Some new computer parts arrived (pic related). New case doesn't fit where the old one did, which set off a cascade of furniture rearranging and reorganizing that spread to three rooms. So I've been busy.

>>2657955

>>2657981

F5.jar doesn't support progressive-scan JPEGs and handles them ungracefully. That's probably what it is.

>>2658832

That Raid on is interesting. I found a version of that pic without a JFIF header but a different hash here:

https://www.mantiseyes.com/bug-repellent-for-house.html

And another version with a JFIF header but the same hash-like filename as the above here,

https://www.dollargeneral.com/raid-flying-insect-killer-18-oz.html

The Google reverse image search also weirdly leads to these sketchy links, which bounce of a rotation of domain names an ultimately lead to a porn game:

https://sceneups.com/buy-mosquito-killer-spray-inspired.aspx

https://cancer-treatment.info/cancer/raid-day-and-night-instructions/

>>2658832

The notebook one is from here, a Medium satellite site:

https://amandagrimmett.com/keeping-notebooks-organized-915f4488f594

I was able to find it despite 8ch reencodeing it (but the hash of the file from the Medium site matches the 8chan filename.)
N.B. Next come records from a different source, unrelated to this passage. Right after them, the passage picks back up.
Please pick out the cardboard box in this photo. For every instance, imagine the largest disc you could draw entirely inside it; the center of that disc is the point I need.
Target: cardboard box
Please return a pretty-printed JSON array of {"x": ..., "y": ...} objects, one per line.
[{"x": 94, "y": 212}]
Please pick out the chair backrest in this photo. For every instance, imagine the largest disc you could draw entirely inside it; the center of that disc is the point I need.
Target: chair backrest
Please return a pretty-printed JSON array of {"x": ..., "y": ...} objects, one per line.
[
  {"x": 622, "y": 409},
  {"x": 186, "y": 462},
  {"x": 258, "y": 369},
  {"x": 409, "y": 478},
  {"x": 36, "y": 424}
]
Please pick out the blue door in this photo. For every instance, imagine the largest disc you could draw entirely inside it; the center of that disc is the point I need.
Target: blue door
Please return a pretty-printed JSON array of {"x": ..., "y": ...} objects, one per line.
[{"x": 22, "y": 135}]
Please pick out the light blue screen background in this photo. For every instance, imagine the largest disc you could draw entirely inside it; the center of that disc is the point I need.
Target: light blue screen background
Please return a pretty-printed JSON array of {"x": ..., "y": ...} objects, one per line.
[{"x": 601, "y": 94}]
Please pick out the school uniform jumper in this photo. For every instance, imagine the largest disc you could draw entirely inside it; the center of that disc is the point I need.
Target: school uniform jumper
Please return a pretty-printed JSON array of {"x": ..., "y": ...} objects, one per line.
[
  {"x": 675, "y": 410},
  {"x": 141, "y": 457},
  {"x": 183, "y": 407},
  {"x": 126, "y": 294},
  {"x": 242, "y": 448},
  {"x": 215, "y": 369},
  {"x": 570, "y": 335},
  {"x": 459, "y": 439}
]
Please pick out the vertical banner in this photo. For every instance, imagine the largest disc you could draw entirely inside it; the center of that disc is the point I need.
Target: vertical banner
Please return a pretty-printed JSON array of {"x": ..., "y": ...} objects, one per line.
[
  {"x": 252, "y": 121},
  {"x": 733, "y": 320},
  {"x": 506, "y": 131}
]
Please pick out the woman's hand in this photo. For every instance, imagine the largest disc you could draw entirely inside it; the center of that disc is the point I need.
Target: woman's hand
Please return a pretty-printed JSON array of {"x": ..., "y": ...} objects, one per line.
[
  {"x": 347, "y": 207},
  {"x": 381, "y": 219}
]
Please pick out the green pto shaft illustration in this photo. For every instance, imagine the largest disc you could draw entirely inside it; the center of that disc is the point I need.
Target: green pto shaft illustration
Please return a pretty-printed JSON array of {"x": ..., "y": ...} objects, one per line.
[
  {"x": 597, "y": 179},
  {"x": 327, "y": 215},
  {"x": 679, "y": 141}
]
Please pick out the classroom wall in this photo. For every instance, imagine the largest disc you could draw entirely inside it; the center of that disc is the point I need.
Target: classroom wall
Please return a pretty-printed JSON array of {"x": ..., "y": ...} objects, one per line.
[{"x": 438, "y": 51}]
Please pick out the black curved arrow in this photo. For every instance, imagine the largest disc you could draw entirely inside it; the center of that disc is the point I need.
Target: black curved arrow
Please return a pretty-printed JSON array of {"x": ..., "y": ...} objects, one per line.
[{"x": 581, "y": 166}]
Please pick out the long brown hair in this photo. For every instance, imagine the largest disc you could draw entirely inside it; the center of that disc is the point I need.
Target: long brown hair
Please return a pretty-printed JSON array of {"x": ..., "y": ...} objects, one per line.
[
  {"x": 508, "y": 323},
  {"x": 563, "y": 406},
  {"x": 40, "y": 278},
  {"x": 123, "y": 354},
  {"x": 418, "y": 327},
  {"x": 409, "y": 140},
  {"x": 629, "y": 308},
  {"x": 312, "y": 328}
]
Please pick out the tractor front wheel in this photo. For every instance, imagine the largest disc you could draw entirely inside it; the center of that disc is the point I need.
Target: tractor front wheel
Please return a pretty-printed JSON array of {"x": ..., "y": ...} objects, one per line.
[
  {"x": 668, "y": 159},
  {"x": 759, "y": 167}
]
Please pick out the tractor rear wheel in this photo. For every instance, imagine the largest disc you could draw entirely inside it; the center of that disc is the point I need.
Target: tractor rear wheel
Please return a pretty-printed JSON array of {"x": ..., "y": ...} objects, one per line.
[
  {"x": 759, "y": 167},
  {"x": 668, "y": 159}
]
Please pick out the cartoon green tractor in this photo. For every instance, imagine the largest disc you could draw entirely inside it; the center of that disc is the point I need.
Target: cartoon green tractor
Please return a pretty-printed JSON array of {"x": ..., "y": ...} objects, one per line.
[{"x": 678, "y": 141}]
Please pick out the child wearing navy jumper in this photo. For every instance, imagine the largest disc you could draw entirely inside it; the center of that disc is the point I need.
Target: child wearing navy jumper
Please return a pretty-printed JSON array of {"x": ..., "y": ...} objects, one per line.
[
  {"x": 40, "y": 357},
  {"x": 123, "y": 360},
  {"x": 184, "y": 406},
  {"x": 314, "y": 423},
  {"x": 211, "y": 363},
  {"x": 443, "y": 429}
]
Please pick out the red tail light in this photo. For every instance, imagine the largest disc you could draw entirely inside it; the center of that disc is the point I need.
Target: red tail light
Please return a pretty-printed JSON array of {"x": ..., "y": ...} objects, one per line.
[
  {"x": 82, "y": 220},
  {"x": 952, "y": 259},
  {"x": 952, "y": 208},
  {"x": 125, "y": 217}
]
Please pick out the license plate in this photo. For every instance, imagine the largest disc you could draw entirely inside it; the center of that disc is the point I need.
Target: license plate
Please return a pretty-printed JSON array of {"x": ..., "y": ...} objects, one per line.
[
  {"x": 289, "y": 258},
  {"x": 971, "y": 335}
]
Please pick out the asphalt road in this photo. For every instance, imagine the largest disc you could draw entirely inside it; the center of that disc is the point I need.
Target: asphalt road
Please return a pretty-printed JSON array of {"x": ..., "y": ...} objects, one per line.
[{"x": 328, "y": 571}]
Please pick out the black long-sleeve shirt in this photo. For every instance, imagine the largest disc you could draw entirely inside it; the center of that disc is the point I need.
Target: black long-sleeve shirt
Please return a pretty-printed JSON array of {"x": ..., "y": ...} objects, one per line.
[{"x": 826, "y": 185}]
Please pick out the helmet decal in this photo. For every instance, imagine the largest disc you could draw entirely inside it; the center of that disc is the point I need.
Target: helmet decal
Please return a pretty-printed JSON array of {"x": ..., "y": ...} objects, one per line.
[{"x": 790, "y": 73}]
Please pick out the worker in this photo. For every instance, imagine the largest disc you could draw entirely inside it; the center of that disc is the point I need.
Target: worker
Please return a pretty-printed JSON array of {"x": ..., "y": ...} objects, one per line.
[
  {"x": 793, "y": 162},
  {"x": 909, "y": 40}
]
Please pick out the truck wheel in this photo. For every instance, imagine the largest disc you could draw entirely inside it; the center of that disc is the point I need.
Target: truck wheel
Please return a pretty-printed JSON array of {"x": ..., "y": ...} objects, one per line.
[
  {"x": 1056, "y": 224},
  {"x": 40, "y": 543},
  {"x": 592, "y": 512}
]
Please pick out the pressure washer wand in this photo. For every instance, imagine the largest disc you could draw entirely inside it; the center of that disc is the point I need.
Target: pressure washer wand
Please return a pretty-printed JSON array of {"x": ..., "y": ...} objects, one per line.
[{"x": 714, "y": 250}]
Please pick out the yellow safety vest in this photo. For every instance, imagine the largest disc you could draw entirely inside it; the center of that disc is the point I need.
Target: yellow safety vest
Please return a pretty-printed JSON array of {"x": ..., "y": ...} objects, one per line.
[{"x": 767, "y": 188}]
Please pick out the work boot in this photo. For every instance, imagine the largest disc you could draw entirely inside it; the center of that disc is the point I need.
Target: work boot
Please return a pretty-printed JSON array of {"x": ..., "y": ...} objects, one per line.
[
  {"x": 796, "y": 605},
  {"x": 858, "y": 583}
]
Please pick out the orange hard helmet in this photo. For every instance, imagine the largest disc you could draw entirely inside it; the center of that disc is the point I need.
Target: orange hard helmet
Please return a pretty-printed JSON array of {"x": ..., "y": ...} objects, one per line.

I know that I was that first person to open the Raid image link because the file I got, the first time, matched its hash and was without its JFIF header. 8chan's reencoding appears to be triggered after a file is first accessed.

>>2658832

For us to be successful in eavesdropping on the badguys' comms we need three things: Software, Image, and Password.

If we have a password then we can crawl image boards and game forums and try it against a millions of images. If We are given a single image with assurances from on high that it is a target then we can try billions of passwords. But we cannot try billions of passwords against millions of images. That is simply beyond the resources of a few guys with desktops. And we can't do anything if we don't have access to the same software that they are using. Q pointed to PixelKnot. But that could have been merely an example. The C_A would likely have developed their own stego system; and this could have been shared with their civilians cohorts.

But even if we assume on variable we cannot solve for the remaining two with the resources available. It would require an awful lot of luck. If any wizards or warlocks would like to give us a hint, they have my PGP key (they also have the secret key that I use for this. I emailed it to myself knowing there is nothing yummier to the NSA's systems than a PGP secret key packet transmitted in the clear).

The only stone left for me to turn over is this variant of the F5 algo I found on GitHub:

https://desudesutalk.github.io/f5stegojs/

https://github.com/desudesutalk/desudesutalk/wiki/How-to-use-this-script

While testing various stego programs with long and short messages in large and small files in search of clues to how the SS pic might be encoded, F5steg.js stood out. I've never written a line of JavaScript in my life. But perusing the code, it looks like it's doing basically the same thing as the baseline F5 algo. So it's strange that stegdetect can barely catch a whiff of it, even when a image is loaded to max payload capacity. I found that stegdetect can find F5 even with very sort messages in very large files. (passwords "redhead" and "pepe"). I haven't worked out yet what F5steg.js is doing so differently to evade detection. But given that this is specifically designed for image boards and is available as a browser plugin I think we should find a way to detect its handywork and make an efficient cracking program similar to the one for PK/baselineF5.